Article by: Hashira Belén Vargas Candia
Systems Engineering Student – CI/CD & DevOps Focus
Introduction
In modern software development, continuous integration and delivery (CI/CD) are essential for ensuring code quality and fast deployments. Automated testing tools allow test suites to run automatically with every code change. In this article, I will compare two of the most popular tools: GitHub Actions and GitLab CI/CD, providing real configuration examples.
GitHub Actions
Overview
GitHub Actions is the native CI/CD solution integrated directly into GitHub. It allows workflow automation using YAML files in the .github/workflows directory. It is highly flexible, with a marketplace of pre-built actions and support for Docker containers.
Example Configuration
# .github/workflows/run-tests.yml
name: Run Tests
on:
push:
branches: [ main, develop ]
pull_request:
branches: [ main ]
jobs:
test:
runs-on: ubuntu-latest
steps:
- name: Checkout code
uses: actions/checkout@v3
- name: Set up Node.js
uses: actions/setup-node@v3
with:
node-version: '18'
- name: Install dependencies
run: npm ci
- name: Run unit tests
run: npm test
- name: Run integration tests
run: npm run test:integration
- name: Upload coverage reports
uses: codecov/codecov-action@v3
GitLab CI/CD
Overview
GitLab CI/CD is the continuous integration tool included within the GitLab platform. It is configured using a .gitlab-ci.yml file in the repository root.

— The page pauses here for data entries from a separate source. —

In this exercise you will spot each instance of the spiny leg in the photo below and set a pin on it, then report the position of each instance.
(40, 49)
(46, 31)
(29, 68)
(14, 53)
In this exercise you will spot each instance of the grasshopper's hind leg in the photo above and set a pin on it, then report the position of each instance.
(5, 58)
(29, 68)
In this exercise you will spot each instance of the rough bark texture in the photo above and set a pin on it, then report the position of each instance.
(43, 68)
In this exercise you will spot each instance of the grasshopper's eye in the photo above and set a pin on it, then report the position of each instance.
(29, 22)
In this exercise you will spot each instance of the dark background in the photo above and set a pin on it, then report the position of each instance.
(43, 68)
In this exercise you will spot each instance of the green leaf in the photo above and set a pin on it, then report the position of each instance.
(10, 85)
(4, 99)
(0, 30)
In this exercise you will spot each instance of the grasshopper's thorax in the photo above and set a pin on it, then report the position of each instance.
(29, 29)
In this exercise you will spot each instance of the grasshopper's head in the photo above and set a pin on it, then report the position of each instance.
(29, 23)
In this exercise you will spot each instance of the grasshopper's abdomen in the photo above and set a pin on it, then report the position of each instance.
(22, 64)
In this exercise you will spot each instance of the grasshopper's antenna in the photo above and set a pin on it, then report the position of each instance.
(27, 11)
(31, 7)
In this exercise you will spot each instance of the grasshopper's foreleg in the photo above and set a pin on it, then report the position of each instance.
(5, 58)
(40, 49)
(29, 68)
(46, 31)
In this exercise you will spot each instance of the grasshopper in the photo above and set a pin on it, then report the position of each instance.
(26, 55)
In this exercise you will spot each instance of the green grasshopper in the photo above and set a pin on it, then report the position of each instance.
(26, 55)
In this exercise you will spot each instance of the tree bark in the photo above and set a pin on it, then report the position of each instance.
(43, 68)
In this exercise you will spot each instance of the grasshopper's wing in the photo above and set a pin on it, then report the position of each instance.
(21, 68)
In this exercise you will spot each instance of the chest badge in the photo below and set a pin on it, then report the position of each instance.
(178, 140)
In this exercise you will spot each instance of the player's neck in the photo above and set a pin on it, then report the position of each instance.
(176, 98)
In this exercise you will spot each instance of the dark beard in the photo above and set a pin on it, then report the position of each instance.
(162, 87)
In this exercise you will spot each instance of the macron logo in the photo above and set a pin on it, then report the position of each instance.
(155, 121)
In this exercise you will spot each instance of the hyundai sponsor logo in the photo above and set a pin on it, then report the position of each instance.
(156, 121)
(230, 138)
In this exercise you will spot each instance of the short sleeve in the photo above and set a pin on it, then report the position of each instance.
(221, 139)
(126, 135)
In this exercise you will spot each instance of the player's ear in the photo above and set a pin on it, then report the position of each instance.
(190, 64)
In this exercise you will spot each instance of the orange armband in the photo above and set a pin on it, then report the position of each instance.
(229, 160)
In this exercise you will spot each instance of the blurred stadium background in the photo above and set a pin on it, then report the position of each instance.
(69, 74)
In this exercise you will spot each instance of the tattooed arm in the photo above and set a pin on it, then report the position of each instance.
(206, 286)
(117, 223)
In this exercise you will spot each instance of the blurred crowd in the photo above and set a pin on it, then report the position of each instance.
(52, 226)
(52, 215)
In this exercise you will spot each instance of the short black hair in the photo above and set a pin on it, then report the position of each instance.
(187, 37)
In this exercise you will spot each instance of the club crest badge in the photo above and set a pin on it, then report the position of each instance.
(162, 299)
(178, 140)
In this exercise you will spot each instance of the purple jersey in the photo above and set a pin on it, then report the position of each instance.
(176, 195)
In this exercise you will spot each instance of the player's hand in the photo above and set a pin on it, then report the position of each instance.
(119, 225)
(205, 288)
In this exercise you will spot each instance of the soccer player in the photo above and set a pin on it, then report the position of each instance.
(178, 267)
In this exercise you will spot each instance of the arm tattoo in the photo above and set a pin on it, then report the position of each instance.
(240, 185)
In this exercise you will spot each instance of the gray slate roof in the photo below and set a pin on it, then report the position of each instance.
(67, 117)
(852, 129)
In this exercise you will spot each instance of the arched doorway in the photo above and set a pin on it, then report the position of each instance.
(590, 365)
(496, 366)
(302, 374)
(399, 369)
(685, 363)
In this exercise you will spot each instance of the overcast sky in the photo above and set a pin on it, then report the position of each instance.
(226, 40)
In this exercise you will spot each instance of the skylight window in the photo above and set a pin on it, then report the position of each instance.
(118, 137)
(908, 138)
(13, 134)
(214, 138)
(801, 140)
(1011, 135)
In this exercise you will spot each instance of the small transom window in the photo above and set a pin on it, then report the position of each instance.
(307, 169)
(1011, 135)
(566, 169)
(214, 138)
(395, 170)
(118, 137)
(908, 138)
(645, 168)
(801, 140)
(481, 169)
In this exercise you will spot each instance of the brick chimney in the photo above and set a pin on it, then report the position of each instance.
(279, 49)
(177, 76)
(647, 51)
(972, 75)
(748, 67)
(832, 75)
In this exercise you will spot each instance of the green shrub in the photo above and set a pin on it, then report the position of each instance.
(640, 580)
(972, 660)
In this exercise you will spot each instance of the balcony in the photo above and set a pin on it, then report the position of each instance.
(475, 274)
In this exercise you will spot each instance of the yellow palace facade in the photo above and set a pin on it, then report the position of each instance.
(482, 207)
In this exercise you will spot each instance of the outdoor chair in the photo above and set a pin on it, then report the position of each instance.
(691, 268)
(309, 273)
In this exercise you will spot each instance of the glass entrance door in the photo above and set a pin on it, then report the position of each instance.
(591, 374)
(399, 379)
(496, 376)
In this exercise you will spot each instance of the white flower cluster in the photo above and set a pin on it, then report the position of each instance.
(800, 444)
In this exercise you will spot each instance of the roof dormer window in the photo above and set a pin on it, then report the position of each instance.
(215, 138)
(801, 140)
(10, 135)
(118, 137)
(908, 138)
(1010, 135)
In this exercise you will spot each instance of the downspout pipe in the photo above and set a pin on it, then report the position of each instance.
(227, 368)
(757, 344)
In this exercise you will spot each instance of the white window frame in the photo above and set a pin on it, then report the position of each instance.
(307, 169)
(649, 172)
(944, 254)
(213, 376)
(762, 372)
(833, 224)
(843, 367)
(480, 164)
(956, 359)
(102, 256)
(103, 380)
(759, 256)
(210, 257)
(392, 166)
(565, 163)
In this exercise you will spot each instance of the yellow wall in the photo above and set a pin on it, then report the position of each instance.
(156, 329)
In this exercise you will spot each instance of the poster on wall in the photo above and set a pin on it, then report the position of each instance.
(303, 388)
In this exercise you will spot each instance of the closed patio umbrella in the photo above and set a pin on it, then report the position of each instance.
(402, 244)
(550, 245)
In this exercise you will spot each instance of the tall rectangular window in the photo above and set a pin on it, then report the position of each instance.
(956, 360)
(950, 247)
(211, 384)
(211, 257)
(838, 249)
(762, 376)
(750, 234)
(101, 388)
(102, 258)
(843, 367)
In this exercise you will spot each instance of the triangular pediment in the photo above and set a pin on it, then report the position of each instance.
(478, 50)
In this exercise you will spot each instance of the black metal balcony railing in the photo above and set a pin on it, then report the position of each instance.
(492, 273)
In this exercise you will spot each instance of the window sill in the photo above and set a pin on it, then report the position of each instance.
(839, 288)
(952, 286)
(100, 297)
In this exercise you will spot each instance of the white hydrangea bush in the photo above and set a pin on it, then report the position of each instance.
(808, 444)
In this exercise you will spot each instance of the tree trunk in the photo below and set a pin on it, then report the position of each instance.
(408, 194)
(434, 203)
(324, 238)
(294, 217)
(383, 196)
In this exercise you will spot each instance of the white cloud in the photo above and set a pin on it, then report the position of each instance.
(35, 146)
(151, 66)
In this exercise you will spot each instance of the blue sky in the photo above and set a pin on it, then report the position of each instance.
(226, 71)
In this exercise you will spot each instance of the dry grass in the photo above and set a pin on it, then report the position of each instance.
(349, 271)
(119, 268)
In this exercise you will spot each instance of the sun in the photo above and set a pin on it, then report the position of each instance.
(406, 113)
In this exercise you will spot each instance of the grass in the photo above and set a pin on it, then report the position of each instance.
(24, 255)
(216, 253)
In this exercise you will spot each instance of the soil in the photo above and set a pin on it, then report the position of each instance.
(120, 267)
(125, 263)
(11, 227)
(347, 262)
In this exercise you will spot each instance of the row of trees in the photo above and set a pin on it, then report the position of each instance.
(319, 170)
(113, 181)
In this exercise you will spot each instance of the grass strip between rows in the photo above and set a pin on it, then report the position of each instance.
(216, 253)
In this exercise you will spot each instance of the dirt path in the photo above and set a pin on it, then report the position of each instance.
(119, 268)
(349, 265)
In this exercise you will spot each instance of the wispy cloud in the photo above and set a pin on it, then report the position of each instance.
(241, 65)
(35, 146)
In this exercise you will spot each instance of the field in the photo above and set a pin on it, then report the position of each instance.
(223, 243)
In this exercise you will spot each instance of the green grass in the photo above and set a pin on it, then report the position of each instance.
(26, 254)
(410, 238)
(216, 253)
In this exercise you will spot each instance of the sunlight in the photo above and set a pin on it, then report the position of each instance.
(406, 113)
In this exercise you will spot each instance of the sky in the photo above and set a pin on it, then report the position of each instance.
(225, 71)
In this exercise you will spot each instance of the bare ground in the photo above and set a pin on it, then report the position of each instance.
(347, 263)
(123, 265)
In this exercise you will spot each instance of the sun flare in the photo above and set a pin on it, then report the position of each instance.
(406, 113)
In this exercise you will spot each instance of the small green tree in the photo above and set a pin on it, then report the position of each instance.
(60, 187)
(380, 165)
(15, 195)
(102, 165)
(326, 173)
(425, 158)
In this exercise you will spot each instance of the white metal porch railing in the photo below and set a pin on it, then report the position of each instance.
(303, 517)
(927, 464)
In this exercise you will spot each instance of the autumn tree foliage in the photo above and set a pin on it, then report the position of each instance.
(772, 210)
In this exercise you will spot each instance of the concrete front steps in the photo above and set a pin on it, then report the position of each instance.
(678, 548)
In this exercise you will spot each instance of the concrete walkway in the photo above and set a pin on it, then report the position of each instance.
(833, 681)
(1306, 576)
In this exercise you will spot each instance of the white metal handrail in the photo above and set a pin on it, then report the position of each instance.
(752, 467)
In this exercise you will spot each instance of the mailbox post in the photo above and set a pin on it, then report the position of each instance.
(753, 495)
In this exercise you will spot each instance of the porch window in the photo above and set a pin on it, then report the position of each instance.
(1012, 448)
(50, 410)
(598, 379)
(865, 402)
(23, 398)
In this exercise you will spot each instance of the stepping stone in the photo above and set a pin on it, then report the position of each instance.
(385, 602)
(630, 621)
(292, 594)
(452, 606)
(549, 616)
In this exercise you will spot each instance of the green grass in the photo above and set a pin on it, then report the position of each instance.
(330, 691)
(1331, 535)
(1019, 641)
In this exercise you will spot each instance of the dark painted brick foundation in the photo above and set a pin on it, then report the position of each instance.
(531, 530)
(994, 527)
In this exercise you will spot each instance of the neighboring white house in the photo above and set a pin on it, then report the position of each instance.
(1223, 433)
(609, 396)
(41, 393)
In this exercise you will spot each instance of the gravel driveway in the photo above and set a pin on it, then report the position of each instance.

It offers visual pipelines, deployment environments, and deep integration with the DevOps lifecycle.
Example Configuration
# .gitlab-ci.yml
stages:
- test
- deploy
unit_tests:
stage: test
image: node:18-alpine
script:
- npm ci
- npm test
artifacts:
when: always
paths:
- coverage/
reports:
junit: junit.xml
integration_tests:
stage: test
image: node:18-alpine
services:
- postgres:latest
variables:
POSTGRES_DB: test_db
POSTGRES_USER: runner
POSTGRES_PASSWORD: ""
script:
- npm ci
- npm run test:integration
pages:
stage: deploy
script:
- npm run build:coverage
artifacts:
paths:
- public
Detailed Comparison
| Feature | GitHub Actions | GitLab CI/CD |
|---|---|---|
| Native Integration | With GitHub (perfect if you use GitHub) | With GitLab (complete DevOps ecosystem) |
| Configuration Syntax | YAML with reusable actions | YAML with defined stages and jobs |
| Marketplace/Pre-built Actions | Extensive GitHub Marketplace | Reusable templates and components |
| Visual Environments | Basic but functional | More detailed visual pipelines |
| Pricing for Private Repos | 2000 free minutes/month | 400 free minutes/month on SaaS free tier |
| Self-hosted Runners | Yes (runners) | Yes (GitLab runners) |
| Cache and Artifacts | Built-in support | Very robust with configurable storage |
| Kubernetes Integration | Yes (via actions) | Native and very strong |
Real-World Use Case: Testing Pipeline for a REST API
Context
I developed a REST API with Node.js/Express that requires:
Unit tests (Jest)
Integration tests with PostgreSQL
Load testing (optional)
Coverage reports
GitHub Actions Solution
- name: Run load tests
if: github.ref == 'refs/heads/main'
run: |
npm install -g artillery
artillery run load-test.yml
GitLab CI/CD Solution
yaml
performance_tests:
stage: test
only:
- main
script:
- npm install -g artillery
- artillery run load-test.yml
Both tools allow running load tests only on the main branch, optimizing resource usage.
Tool Selection Recommendations
Choose GitHub Actions if:
Your repository is already on GitHub
You need integration with many third-party tools*
You prefer a community-driven actions ecosystem
Your team is small to medium and values simplicity
Choose GitLab CI/CD if:
You already use GitLab for repository management
You need a complete DevOps pipeline (from issues to deploy)
You require native integration with Kubernetes
You work in a large team with auditing and security needs
Conclusion
Both GitHub Actions and GitLab CI/CD are powerful tools for test automation. The choice mainly depends on where your code is hosted and your specific DevOps workflow needs.
GitHub Actions stands out for its simplicity and vast action ecosystem, while GitLab CI/CD offers deeper integration with the full development lifecycle. Both enable robust, scalable, and maintainable testing pipelines.